Biddagen werden in de zeventiende en de achttiende eeuw uitgeschreven door de landelijke of provinciale overheden. In de brieven die de landsbestuurders dan verzonden, noemden zij de concrete aanleiding en de punten die tijdens deze biddagen centraal moesten staan. En vrijwel altijd ging het dan om nationale, maatschappelijke nood.

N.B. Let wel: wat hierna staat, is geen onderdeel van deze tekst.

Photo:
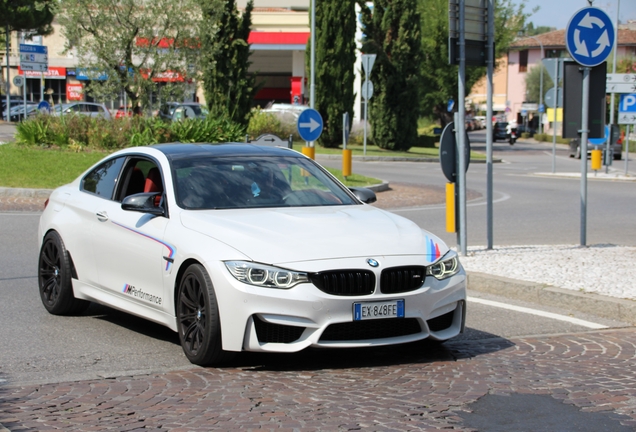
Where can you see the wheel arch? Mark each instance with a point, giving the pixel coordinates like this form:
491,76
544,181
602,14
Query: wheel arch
177,281
70,255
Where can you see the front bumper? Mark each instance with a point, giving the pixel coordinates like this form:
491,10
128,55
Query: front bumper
277,320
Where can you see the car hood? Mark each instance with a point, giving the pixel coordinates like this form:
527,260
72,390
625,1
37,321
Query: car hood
280,235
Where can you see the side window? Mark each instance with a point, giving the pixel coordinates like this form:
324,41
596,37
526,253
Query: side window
140,175
103,179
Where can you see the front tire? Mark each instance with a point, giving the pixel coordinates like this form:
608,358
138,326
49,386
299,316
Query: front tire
54,278
198,320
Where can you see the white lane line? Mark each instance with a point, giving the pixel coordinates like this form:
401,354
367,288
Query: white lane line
536,312
477,202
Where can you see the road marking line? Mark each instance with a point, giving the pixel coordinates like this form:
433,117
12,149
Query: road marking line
536,312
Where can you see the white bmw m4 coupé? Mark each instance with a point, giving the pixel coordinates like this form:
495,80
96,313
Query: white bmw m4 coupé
239,247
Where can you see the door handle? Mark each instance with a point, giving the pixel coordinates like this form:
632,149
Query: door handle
102,216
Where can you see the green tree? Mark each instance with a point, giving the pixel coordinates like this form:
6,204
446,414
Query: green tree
393,33
335,57
229,87
33,16
135,43
439,83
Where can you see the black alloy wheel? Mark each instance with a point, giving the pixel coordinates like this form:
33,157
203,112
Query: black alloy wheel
54,278
198,319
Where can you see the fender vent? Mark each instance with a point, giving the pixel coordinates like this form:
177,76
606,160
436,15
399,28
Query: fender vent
402,279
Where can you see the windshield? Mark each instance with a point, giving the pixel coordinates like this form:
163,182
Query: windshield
248,182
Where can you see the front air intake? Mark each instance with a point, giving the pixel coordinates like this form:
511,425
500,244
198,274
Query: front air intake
345,282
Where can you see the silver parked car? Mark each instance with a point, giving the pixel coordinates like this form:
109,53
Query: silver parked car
82,108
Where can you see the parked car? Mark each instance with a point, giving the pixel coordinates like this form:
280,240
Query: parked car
123,111
190,110
481,121
166,110
238,247
17,111
500,131
526,129
283,110
171,111
82,108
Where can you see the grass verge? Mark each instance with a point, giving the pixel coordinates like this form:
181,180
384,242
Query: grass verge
37,168
28,167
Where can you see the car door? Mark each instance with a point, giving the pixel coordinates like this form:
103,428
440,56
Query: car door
129,246
96,188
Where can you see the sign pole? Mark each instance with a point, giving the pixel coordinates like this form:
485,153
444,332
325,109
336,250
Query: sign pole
459,125
24,95
8,94
585,106
626,148
489,167
366,120
556,104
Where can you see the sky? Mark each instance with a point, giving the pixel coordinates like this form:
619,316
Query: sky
557,13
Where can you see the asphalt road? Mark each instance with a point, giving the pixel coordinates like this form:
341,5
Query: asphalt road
36,347
509,371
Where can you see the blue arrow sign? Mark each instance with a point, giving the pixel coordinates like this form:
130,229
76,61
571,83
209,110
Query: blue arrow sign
309,124
599,141
589,36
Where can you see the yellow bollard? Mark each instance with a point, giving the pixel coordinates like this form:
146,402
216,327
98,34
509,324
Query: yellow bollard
597,157
346,163
310,152
450,208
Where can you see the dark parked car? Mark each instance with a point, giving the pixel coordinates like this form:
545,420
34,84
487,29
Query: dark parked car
500,131
526,129
172,111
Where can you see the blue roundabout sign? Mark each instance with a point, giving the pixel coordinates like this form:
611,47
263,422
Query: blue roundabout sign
589,36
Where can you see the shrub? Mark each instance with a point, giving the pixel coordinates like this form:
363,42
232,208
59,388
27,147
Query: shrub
81,132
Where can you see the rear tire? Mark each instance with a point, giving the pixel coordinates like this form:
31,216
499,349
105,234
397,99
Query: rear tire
198,320
54,278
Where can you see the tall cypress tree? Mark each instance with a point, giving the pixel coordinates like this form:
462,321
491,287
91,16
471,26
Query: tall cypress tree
393,32
229,87
335,57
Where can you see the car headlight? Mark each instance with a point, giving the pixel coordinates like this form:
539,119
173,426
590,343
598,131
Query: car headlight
265,276
446,267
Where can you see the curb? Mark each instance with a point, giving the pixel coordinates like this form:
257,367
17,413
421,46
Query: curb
395,159
547,295
25,193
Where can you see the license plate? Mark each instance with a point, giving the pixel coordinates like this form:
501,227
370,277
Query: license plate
377,310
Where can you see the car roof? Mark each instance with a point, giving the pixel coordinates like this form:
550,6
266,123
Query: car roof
175,151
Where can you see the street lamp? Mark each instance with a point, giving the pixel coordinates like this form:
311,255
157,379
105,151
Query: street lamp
540,83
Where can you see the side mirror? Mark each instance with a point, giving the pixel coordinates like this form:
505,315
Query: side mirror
143,203
365,195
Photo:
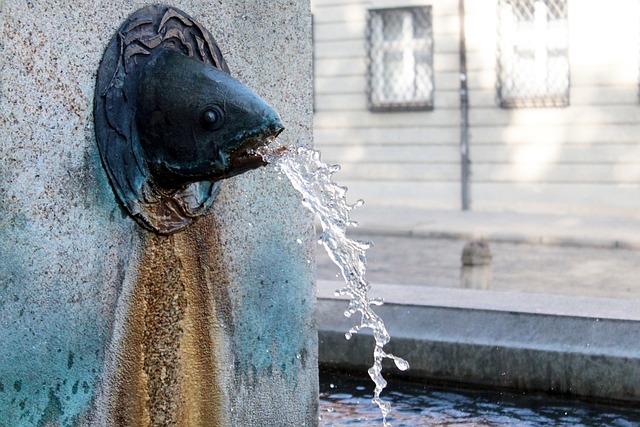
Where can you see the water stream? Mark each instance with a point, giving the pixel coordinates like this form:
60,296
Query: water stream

Ook al schrijft het kabinet vandaag de dag -helaas- geen biddagen meer uit, toch heeft het gebruik uit vroeger eeuwen ons wat te zeggen. Juist op de dag van afzondering die veel kerken vandaag houden, verdient de nood van ons land en van de wereld een belangrijke plaats.
De meer eigentijdse naam ”biddag voor gewas en arbeid” wijst op de overtuiging dat ons werk, ons bedrijfsleven niet zonder Gods zegen kan. Dat besef is in onze maatschappij nauwelijks meer aanwezig. De economische vooruitzichten worden vooral gerelateerd aan zaken als de olieprijzen, het consumentenvertrouwen en de aandelenkoersen. Maar de laatste jaren hebben aangetoond dat dit onzekere ijkpunten zijn.
Dat geeft juist in tijden van teruggang en bezuinigingen, zoals we die nu beleven, een groot gevoel van onzekerheid. Zelfs nu economen de laatste maanden weer enkele hoopgevende voorspellingen doen. Zij zijn ook slechts profeten die brood eten. Het vast betrouwen op God biedt meer houvast. Om Zijn zegen op onze arbeid mag vandaag gebeden worden.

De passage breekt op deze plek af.